Je ne peux pas dire que j'ai vécu des moments forts dans cet appartement. J'y ai passé mes deux dernières années d'études, à travailler sans relâche. Pas une seule soirée, pas un seul invité, ne serait-ce même pour des révisions ou un projet de groupe. Je ne faisais que saluer poliment mes voisins, lorsque je les croisais à la boîte aux lettres, devant l'ascenseur ou dans les couloirs. Le peu de fois où j'avais un semblant de vie sociale, c'était lors de petites sorties que je m'autorisais un à deux soirs par mois, dans un petit bar à une centaine de mètres de là : le AYA. Je peux d'ailleurs en voir la devanture bleue turquoise, éclairée par les néons violets de l'enseigne, depuis la fenêtre. Il m'arrivait de participer à leurs sessions blindtest ou karaoke. Je suis même parvenue à sympathiser avec quelques habitués, à raison de quelques affrontements musicaux et de pintes de bières. En dehors de cela, on ne peut pas vraiment dire que je sois une créature sociale Et de ce fait, je n'ai pas forcément de souvenirs mémorables en ces murs... Mais jusqu'à demain, ils sont encore miens. Et c'est ce qui les rend aussi importants.

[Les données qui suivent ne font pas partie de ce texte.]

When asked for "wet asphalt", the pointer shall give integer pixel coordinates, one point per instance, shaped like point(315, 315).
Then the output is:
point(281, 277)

Je tire une nouvelle fois sur le filtre de ma menthol, avant de la délester d'un surplus de cendres dans le cendrier posé sur le rebord extérieur. Les yeux levés vers ce ciel nocturne partiellement voilé, je laisse la lune et les étoiles apaiser mon âme, comme hypnotisée par ce spectacle universel. Puis mes pupilles se focalisent à nouveau sur le AYA. . A combien de temps remonte ma dernière visite ? Six mois ? Huit mois ? Peut-être plus même, que je n'y aie pas mis les pieds. Je me demande s'ils pensent encore à moi, si cette petite bande de joyeux lurons que je me suis faite à mes dépends serait ravie de me revoir... une dernière fois... A quoi bon se poser la question... Après tout, ce ne sont que des connaissances... Enfin, je crois... Oh et puis pourquoi devrais-je m'en soucier... ?

L'enseigne du bar captive à nouveau ma rétine, tandis que je prends une dernière bouffée de nicotine. Je laisse la fumée s'échapper au bout de quelques secondes, puis écrase le mégot dans le cendrier, avant de refermer la fenêtre. Mais mes yeux, tout comme mon cœur, sont têtus. Ils ne parviennent pas à se décoller de l'un de mes rares QGs. Encore un endroit où la honte m'interdira d'y mettre les pieds et m'imposera au minimum une distance de sécurité de 500 mètres... D'une profonde inspiration, les lèvres pincées, je baisse le store pour couper dans son élan cette amertume qui prend à nouveau ses aises, s'installant confortablement dans ce petit fauteuil rouge qui me fait office de cœur. J'ai définitivement besoin d'une nouvelle paire d'épisodes de Sakura.

Je me retourne vers la table basse où j'avais posé mon... Et la liasse de billets, résultats des ventes du jour, attire mon regard. C'est vrai, je l'avais sortie pour payer les pizzas.

« C'est votre argent de poche pour les mois à venir, résonnent alors les mots de Loïs dans ma tête, tandis que je m'approche à pas lents de la table basse. Je vous conseille de l'utiliser à bon escient. »

Une fois à portée, je saisis les billets dans mes mains, les tenant comme un éventail. Puis pivotant lentement en direction de la fenêtre, dont j'ai volontairement censuré la vue, je jette un œil par-dessus mon épaule, devinant l'enseigne du bar me supplier en morse de lui rendre visite. Non Juliane, ce ne serait pas raisonnable. D'un soupir, je jette la liasse sur la table, reprends mon PC portable en mains et m'installe convenablement sur mon canapé, le dos calé par trois coussins et l'ordinateur sur mes genoux.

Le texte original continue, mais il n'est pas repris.